Jonathan Ellerby, the director of spiritual programs at Canyon Ranch and author of the book "Return to the Sacred," said many consumers wouldn't even know what to ask.
"They take the number of books that have been sold and the number of appearances on TV as indicators of credibility. They are only indicators of popularity," Ellerby said.
Still, there are simple things consumers can do to protect themselves. Before they buy, experts said, consumers should:
- Investigate the program.
- Get recommendations from people you trust.
- Check out credentials.
- Trust your instincts.
The Internet is a great place to start. "If you Googled any of these groups, you'll not only get the positive but the negative," said James T. Richardson, a professor of sociology and judicial studies at the University of Nevada Reno. "It's even harder now for people to argue they go into these situations unaware."

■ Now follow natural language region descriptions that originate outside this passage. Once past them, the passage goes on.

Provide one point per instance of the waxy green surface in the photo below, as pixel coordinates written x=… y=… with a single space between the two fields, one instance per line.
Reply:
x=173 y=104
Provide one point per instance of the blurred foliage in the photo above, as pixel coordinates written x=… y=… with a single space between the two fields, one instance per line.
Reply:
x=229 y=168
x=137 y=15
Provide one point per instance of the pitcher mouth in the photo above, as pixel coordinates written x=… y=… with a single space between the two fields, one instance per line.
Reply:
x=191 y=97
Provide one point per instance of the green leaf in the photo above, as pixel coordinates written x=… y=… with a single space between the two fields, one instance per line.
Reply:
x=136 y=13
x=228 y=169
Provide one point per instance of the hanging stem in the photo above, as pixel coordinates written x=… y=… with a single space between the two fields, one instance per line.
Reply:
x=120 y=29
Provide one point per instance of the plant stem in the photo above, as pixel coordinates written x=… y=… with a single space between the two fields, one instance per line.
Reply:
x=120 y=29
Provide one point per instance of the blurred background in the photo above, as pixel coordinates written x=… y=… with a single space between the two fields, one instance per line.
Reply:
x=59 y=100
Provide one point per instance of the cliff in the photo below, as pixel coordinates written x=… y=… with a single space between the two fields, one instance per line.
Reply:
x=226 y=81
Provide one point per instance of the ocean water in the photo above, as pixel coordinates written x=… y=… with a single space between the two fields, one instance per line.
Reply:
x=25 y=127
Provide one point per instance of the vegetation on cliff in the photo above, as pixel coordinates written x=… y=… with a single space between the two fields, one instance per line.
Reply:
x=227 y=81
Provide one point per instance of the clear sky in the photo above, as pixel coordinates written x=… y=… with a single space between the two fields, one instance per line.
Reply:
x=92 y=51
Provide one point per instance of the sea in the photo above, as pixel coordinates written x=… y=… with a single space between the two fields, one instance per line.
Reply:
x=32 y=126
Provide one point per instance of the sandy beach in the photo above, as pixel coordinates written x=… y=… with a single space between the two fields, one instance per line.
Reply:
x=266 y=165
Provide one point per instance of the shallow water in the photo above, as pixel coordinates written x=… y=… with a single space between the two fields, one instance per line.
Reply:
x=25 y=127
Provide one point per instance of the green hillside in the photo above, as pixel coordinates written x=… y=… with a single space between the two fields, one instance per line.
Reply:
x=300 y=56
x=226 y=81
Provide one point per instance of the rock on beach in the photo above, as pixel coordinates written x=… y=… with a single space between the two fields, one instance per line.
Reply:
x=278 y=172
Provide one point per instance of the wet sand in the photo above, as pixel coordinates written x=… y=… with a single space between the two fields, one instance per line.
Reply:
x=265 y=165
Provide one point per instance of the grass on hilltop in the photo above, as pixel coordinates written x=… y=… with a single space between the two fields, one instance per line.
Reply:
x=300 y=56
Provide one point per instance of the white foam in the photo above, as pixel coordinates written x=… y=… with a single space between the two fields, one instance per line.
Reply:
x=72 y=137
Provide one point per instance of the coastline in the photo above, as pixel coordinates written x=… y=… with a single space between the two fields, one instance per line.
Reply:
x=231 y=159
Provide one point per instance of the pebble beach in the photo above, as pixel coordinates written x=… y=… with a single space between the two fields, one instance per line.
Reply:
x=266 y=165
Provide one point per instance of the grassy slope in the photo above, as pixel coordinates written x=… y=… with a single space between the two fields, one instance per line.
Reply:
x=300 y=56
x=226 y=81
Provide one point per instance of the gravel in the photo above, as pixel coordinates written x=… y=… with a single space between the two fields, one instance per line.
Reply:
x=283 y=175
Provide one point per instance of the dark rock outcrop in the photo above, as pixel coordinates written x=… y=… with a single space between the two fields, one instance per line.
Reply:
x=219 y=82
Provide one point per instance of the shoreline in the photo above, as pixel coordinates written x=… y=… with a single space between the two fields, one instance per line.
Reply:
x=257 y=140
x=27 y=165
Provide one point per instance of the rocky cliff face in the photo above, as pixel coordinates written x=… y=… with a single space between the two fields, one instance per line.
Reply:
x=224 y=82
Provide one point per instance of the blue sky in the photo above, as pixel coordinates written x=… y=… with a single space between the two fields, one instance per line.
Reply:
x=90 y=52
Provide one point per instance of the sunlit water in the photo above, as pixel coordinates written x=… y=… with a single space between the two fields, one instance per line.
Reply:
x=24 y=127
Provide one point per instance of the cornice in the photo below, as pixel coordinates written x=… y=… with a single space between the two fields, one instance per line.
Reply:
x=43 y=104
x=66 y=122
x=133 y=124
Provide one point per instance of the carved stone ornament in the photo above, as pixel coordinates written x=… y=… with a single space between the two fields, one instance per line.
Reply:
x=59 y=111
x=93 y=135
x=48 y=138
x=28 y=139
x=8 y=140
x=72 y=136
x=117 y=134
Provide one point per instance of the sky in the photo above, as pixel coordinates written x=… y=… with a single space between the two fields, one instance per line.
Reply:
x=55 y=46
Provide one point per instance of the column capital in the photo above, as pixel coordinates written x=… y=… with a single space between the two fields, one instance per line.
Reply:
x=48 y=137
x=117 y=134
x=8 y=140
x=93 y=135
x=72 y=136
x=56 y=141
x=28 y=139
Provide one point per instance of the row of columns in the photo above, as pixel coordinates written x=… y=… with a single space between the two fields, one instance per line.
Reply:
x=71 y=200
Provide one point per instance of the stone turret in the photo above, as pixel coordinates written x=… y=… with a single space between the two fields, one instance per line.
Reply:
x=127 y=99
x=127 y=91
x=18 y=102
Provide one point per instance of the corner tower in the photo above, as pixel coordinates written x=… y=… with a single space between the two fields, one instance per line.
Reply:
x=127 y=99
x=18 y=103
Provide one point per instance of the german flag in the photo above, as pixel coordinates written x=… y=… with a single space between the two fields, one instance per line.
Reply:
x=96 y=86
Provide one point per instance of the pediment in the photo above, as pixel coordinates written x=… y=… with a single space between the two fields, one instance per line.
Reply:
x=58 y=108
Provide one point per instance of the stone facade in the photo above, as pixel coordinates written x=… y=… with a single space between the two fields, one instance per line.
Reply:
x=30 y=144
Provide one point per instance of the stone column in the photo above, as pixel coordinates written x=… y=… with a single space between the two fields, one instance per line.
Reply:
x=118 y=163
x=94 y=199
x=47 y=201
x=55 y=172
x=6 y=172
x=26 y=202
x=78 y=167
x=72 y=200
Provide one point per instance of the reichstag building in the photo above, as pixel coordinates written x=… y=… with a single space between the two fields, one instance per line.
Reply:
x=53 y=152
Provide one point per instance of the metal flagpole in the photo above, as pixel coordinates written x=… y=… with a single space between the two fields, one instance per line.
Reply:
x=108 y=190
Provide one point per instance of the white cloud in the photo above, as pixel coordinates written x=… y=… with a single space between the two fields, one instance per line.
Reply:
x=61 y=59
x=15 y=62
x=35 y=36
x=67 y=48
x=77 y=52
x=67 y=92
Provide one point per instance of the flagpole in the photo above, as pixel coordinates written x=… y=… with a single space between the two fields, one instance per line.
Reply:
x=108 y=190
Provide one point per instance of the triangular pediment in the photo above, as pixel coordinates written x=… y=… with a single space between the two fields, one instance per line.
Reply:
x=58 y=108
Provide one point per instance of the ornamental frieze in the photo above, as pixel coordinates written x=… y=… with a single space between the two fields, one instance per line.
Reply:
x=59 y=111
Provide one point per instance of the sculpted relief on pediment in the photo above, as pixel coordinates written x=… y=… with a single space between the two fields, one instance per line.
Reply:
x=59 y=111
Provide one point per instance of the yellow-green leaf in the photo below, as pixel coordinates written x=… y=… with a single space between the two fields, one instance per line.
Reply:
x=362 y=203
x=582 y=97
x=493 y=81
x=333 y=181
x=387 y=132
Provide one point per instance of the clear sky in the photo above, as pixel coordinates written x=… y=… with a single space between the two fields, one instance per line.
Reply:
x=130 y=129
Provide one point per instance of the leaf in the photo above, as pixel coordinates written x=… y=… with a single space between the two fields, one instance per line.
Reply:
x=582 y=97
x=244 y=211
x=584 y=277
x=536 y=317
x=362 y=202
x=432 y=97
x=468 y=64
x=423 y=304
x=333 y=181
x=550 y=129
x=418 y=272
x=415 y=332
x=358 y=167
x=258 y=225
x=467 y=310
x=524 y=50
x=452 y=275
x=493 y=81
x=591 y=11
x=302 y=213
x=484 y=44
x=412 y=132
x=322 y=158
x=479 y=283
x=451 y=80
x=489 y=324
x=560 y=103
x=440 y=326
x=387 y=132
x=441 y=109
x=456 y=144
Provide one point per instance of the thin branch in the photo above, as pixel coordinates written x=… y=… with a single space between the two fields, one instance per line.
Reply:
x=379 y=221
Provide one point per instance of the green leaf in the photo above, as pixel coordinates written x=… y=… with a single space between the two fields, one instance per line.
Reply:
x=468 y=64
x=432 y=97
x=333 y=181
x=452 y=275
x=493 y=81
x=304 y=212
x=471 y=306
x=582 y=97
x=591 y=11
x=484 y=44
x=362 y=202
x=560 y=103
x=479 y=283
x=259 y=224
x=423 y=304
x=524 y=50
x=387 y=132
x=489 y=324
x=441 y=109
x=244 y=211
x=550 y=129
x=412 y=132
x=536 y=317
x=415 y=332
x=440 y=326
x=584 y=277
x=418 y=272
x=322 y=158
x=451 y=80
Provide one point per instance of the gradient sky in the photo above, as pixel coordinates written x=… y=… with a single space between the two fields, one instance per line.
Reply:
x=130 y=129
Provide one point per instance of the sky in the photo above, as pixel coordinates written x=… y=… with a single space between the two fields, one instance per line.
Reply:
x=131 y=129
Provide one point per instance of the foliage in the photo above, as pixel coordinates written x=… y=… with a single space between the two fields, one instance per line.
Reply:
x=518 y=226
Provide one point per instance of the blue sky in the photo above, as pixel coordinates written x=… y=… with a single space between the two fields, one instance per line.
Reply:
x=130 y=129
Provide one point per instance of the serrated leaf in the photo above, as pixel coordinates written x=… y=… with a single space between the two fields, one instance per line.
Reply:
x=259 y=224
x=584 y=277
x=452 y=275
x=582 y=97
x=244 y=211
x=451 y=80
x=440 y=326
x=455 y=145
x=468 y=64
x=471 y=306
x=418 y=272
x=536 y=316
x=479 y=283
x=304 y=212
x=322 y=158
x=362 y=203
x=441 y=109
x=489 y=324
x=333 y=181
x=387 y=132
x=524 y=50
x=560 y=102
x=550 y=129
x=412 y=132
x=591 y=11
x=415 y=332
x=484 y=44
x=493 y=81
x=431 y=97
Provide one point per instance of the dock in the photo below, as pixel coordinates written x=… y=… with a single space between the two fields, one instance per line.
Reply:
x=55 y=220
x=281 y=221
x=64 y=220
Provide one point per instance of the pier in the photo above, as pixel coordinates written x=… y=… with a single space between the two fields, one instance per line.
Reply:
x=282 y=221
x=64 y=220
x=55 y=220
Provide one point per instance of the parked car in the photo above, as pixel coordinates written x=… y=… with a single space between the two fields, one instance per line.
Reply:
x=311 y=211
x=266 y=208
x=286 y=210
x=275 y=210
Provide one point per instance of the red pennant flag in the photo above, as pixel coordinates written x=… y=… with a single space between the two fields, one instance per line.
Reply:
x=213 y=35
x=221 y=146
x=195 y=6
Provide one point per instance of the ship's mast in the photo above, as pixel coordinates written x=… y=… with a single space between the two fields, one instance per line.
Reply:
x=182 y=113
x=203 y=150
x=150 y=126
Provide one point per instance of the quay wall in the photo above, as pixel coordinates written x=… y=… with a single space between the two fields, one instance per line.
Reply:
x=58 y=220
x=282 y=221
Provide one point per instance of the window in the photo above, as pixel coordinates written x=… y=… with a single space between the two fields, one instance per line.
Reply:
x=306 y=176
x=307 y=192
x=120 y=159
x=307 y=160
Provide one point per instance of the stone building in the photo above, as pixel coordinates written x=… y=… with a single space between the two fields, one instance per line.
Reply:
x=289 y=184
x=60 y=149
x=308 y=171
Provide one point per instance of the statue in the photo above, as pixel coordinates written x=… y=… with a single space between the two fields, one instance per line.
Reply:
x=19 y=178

Many personal-transformation seminars rely on word-of-mouth, but not all recommendations are alike. Be wary of people who seem overly pushy about the seminar, secretive about what happens during it, offer to pay part of your enrollment fee, or seem "inebriated with happiness" over the seminar, said Philip Cushman, a Ph.D. psychologist at Antioch University in Seattle who has researched these seminars.
Graduate degrees in applicable disciplines like psychology are no guarantee of legitimacy, but in combination with other factors they can lend credence. If a program leader has an alphabet soup of abbreviations after his or her name, find out what they mean.
Once you are in a seminar, don't be intimidated into continuing if you think something's wrong, and don't feel the need to justify your expense. Cushman advises to look out for these signs:
- A highly restricted environment, including unusually hot or cold room temperatures, tightly controlled eating and drinking, and restricted bathroom breaks.
- An authoritarian atmosphere.
- Practices that break participants down psychologically.
- Seek alternatives.
Don't forget, this isn't the only way to try to change your life, said Michael Langone, a Ph.D. psychologist and head of the International Cultic Studies Association.
"You still have to ask the question, 'Is this the most cost-effective way to bring about the change?' " he said.